Participation indirecte des fils Trump
Selon l'enquête, Donald Trump Jr. et Eric Trump ont pris, quelques semaines après le début des négociations menées par leur père avec le président kazakh Kassym-Jomart Tokaïev, une participation indirecte dans une structure liée au projet minier. Ils détiennent partiellement la société financière Dominari Securities, installée dans la Trump Tower, qui a elle-même pris part à l'achat de 20 % d'une entité liée au projet kazakh. Autrement dit, une société intermédiaire appelée à profiter directement de l'opération. L'accord définitif entre Washington et Astana a été signé le 6 novembre, soit six jours après cette prise de participation, qui n'avait alors pas été rendue publique.
Liens avec la famille Lutnick
La famille du secrétaire américain au Commerce, Howard Lutnick, est elle aussi liée à l'opération. Cantor Fitzgerald, la banque d'investissement historiquement dirigée par Howard Lutnick et aujourd'hui supervisée par ses fils Brandon et Kyle, a aidé l'un des principaux investisseurs du projet à lever 210 millions de dollars, générant probablement plusieurs millions de dollars de commission. Le président exécutif de Kaz Resources, Pini Althaus, affirme au New York Times que les discussions avec Washington avaient commencé sous l'administration Biden et qu'il ignorait l'implication financière des fils Trump au moment où de nouveaux investisseurs sont entrés au capital. « Je comprends que l'apparence des choses puisse déranger certaines personnes », justifie-t-il, tout en estimant que le projet « dépasse largement la personne d'un président, et encore plus celle d'une famille ».
Un gisement majeur
L'entreprise estime que le gisement pourrait contenir pour 80 milliards de dollars de tungstène et produire environ 12 000 tonnes par an, soit un volume équivalent aux importations annuelles américaines. L'enquête retrace également le rôle personnel joué par Donald Trump dans les négociations. Selon Pini Althaus, « Le président Trump a mené la négociation finale avec le président Tokaïev ». Howard Lutnick et le secrétaire d'État Marco Rubio auraient aussi été impliqués. Avant la signature de l'accord, Howard Lutnick aurait adressé une lettre au président kazakh pour l’enjoindre à accepter la candidature de l'entreprise américaine, tandis que l’Export-Import Bank et l’U.S. International Development Finance Corporation avaient déjà envoyé des lettres d’intention, signalant qu’elles envisageaient de financer jusqu’à 1,6 milliard de dollars du projet.

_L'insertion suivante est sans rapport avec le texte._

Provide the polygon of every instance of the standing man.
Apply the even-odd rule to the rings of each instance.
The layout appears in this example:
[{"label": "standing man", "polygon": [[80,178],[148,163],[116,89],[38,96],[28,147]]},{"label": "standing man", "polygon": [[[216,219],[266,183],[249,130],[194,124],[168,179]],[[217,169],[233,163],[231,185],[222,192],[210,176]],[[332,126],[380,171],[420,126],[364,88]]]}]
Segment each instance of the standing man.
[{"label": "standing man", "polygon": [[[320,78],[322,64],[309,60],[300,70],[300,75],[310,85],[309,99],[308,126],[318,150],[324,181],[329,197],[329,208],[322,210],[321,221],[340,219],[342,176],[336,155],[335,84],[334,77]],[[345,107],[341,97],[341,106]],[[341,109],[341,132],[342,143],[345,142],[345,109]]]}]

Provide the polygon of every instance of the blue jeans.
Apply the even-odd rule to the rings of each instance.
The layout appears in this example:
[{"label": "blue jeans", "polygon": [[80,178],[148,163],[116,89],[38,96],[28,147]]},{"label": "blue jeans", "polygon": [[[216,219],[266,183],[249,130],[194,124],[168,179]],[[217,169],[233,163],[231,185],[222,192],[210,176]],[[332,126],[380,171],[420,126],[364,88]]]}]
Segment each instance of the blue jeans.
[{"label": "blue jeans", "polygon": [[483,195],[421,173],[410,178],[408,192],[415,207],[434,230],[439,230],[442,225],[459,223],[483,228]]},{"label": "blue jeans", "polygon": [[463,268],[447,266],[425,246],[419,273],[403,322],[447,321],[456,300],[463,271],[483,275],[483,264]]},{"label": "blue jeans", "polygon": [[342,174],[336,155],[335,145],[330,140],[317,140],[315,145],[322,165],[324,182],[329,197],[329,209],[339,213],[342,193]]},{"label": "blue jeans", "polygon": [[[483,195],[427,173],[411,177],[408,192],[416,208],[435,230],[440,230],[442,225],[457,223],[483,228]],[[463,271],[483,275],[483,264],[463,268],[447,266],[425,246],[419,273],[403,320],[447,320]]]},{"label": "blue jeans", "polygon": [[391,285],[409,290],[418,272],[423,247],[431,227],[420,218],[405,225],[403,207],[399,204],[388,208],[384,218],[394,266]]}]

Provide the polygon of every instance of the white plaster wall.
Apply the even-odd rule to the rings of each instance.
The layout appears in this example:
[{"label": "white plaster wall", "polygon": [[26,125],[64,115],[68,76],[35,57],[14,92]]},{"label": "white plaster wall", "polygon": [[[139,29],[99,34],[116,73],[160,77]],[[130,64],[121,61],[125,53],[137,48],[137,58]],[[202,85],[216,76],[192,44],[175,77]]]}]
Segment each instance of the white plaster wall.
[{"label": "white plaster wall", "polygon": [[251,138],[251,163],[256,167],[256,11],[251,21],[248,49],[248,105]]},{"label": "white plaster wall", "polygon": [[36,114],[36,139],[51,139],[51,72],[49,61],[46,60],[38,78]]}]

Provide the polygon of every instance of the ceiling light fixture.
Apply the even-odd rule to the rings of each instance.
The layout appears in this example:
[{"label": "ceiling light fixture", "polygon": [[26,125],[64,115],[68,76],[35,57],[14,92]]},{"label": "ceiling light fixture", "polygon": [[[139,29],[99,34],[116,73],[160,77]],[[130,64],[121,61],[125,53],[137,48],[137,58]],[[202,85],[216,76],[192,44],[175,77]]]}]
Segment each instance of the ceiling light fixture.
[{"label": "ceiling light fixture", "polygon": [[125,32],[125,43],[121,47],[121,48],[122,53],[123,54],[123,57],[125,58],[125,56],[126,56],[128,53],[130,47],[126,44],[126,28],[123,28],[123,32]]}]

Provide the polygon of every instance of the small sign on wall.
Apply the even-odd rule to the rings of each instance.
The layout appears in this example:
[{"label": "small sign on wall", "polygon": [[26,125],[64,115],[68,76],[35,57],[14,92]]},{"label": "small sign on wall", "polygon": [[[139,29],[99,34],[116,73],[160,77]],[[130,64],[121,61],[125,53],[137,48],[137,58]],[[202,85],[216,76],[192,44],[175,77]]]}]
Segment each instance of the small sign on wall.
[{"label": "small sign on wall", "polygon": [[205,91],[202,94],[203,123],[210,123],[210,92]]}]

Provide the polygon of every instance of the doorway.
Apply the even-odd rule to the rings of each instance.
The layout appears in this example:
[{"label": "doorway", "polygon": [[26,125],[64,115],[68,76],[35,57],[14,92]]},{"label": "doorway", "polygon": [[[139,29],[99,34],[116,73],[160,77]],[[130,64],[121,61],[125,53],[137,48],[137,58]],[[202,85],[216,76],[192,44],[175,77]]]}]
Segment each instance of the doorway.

Déni de conflit d'intérêts
La Maison-Blanche rejette toute idée de conflit d'intérêts et assure que « le seul intérêt particulier guidant les décisions de l'administration Trump est l'intérêt du peuple américain ». Eric Trump affirme pour sa part avoir toujours été « un investisseur passif, sans aucun rôle de direction ». En interne, plusieurs responsables de l'administration, cités anonymement, disent avoir été gênés par les liens financiers entre les familles Trump et Lutnick et des projets que le gouvernement contribue à financer. Les fonds fédéraux destinés au projet kazakh n'ont pas encore été débloqués, mais les deux sociétés liées aux familles Trump et Lutnick ont déjà perçu des commissions grâce aux opérations financières entourant ce dossier.
Liens financiers plus larges
Plus globalement, selon les documents fédéraux consultés par le journal, les familles Trump et Lutnick entretiennent des liens financiers avec au moins quatorze entreprises minières travaillant avec le gouvernement américain sur des projets de minerais critiques, pour lesquels plus de 8,9 milliards de dollars d'aides fédérales ont été accordés ou sont à l'étude.